Her Mom said, “Come dear, think about all the things
a computer can do or how amazing it is to fly to the moon. What’s so great
about a thermos?”
“Well, when you put something hot in a thermos, it
stays hot. And when you put something cold in a thermos it stays cold.”
“Yeah, what’s so special about that?”
The daughter whispered, “How does it know?! ”
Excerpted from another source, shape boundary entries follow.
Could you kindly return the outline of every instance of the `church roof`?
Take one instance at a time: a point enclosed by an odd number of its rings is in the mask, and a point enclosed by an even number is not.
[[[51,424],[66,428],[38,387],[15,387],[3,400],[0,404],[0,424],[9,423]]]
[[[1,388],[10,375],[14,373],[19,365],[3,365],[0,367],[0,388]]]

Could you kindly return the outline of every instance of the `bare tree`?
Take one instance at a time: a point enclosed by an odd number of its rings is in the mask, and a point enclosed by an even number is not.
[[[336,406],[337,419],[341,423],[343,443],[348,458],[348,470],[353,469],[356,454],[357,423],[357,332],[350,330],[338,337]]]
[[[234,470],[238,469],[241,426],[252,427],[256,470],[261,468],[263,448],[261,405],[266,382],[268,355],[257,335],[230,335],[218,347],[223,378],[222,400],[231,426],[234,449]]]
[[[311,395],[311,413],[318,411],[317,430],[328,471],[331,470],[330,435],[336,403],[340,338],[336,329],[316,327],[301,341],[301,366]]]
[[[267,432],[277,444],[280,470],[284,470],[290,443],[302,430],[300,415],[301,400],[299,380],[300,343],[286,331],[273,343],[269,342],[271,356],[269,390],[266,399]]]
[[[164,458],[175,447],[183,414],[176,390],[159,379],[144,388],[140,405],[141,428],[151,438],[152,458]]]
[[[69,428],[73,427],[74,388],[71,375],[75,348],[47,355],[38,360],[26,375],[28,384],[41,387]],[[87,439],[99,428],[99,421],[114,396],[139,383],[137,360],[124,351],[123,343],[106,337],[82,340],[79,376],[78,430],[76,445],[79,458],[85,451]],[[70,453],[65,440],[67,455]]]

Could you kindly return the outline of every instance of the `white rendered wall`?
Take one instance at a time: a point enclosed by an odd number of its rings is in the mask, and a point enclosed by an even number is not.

I thought of that joke today when I read out loud a
little talk I’ll be giving this Thursday. It seemed fine on the page, but when
I read it out loud, it felt less than inspired. The content was okay, but it
just didn’t swing. It didn’t sing.
So I re-wrote it and I re-read it
out loud and thought, “Yeah!”
So how do we know when something feels right and
when something isn’t quite right? Not just in the things we write or the music
we play, but in all the aspects of our life. We’re trying to figure out whether
we want to keep dating this guy or gal or go to a meeting where a dubious decision
is announced and we can’t yet find the words to articulate what feels wrong,
but we feel it. Is it important to try to find the language, to analyze, to
speak clearly what needs to change and why, be it a word on a page, a note in
the phrase, a color in a painting, a vibe in a room or the future of a personal
relationship? Well, yes, I think it is. But the beginning of the matter is that
intuitive sense that something is off, an intuition we need to learn to trust. And
at the end of the matter, after all the reason, the logic, the excuses, is simply
the bare fact: something didn’t feel right.
How do we know? Like the thermos. We just do.